A história começa em janeiro de 1993, quando Paloma Fernandes, vivida pela atriz Luciana Paes, volta ao Brasil após ver seu casamento desmoronar. Correspondente da “Folha de S.Paulo” em Paris por oito anos, ela assume a chefia de reportagem do “Notícias Populares”, cargo que jamais imaginou ocupar. Mas o combinado com o fictício Dr. Felix, dono do Grupo Folha, era que, após seis meses na labuta para modernizar o jornal, ela seria alçada à editora na “Folha”.

Do rio Sena ao rio Tietê, Paloma teve de lidar com seus preconceitos ao pisar em um mundo que ela desconhecia e, ao mesmo tempo em que enfrentou dilemas éticos, sofreu boicote dos editores e mobilizou a equipe para defender prostitutas e cafetinas perseguidas pela polícia e pelos moradores do centro de São Paulo.

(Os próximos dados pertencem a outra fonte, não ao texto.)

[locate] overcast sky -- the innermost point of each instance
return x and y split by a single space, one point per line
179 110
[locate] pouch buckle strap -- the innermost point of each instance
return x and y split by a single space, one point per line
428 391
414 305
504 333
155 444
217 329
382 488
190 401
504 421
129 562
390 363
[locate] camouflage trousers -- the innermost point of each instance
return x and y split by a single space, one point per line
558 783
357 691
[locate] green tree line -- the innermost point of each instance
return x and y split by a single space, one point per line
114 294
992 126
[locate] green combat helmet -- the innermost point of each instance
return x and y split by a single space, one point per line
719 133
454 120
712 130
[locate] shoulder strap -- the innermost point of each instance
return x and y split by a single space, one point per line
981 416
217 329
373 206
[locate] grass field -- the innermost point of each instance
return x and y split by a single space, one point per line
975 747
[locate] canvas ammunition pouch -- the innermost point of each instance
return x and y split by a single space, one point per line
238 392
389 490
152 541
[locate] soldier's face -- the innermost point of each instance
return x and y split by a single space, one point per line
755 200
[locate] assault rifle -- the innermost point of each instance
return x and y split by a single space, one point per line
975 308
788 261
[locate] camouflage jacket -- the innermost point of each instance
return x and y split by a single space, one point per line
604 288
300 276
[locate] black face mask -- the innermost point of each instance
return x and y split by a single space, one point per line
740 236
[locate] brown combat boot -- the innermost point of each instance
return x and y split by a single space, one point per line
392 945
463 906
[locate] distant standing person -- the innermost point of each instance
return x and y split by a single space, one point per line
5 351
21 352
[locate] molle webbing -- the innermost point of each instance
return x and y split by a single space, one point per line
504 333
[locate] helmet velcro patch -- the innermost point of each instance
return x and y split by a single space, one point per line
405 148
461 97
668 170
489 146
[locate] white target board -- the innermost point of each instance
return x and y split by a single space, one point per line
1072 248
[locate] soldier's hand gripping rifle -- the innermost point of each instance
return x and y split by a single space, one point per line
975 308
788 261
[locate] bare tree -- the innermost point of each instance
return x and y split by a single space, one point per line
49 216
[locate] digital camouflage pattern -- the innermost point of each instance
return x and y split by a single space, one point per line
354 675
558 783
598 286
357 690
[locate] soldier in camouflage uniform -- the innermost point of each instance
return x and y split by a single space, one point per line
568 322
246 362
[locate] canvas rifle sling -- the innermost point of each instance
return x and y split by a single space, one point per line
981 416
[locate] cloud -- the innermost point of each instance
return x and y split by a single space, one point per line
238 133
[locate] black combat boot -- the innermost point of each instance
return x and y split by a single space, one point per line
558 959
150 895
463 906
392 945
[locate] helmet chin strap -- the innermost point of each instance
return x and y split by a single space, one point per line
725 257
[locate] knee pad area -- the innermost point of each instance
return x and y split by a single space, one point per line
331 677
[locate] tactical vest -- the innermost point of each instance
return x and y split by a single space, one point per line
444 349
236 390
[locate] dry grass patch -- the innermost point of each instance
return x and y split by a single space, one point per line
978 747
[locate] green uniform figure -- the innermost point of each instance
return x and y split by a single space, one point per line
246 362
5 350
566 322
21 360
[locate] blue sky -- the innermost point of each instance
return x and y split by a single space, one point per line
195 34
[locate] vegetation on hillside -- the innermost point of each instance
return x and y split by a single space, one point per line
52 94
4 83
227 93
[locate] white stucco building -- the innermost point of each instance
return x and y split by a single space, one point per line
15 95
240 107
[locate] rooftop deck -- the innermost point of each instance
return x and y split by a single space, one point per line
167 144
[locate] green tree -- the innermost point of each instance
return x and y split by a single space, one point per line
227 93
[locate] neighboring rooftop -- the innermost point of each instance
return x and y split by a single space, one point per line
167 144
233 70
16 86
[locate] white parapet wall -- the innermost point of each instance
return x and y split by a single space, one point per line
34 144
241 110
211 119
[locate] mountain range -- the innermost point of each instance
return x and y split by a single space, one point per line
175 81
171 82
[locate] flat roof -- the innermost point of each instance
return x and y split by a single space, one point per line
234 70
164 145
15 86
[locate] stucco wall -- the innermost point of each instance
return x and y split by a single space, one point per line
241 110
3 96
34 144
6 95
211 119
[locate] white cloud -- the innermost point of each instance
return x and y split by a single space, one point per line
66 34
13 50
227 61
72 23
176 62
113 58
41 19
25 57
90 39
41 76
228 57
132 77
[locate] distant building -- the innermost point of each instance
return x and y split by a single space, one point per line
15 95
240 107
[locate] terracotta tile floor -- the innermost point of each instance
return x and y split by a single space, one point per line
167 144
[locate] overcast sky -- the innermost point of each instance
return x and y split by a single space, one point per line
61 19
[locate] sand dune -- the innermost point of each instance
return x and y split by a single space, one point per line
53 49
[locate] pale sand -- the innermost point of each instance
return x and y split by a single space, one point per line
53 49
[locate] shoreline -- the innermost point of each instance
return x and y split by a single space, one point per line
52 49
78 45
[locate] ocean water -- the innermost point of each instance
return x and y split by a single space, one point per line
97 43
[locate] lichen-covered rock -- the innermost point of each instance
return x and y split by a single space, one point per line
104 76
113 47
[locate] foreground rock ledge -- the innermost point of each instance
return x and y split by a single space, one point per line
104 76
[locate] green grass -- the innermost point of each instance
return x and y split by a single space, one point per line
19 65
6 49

“(Trabalhar no ‘NP’) não estaria exatamente no arco da história da Paloma, mas ela acaba ali por uma série de questões pessoais e sai da zona de conforto. A graça vem do embate desse mundo europeu que ela conheceu com o Brasil profundo. Ela conhece um pouco mais do país onde ela nasceu através do ‘NP’”, diz Luciana Paes, em entrevista coletiva realizada na última segunda-feira (25).

Criada pelo jornalista, diretor de TV e roteirista André Barcinski e o cineasta Marcelo Caetano, dupla que esteve à frente da série “Hit Parade” (2021), também do Canal Brasil, e assina o roteiro em parceria com Anna Carolina Francisco e Ricardo Grynszpan, “Notícias Populares” é resultado de uma primorosa pesquisa histórica.

A redação do “NP” é brilhantemente reproduzida na série – golaço da cenografia e da direção de arte. As filmagens aconteceram no prédio do Grupo Folha, nos mesmos metros quadrados onde, décadas atrás, repórteres davam longas baforadas em seus cigarros, bebiam café e batiam freneticamente nas hoje obsoletas máquinas de escrever.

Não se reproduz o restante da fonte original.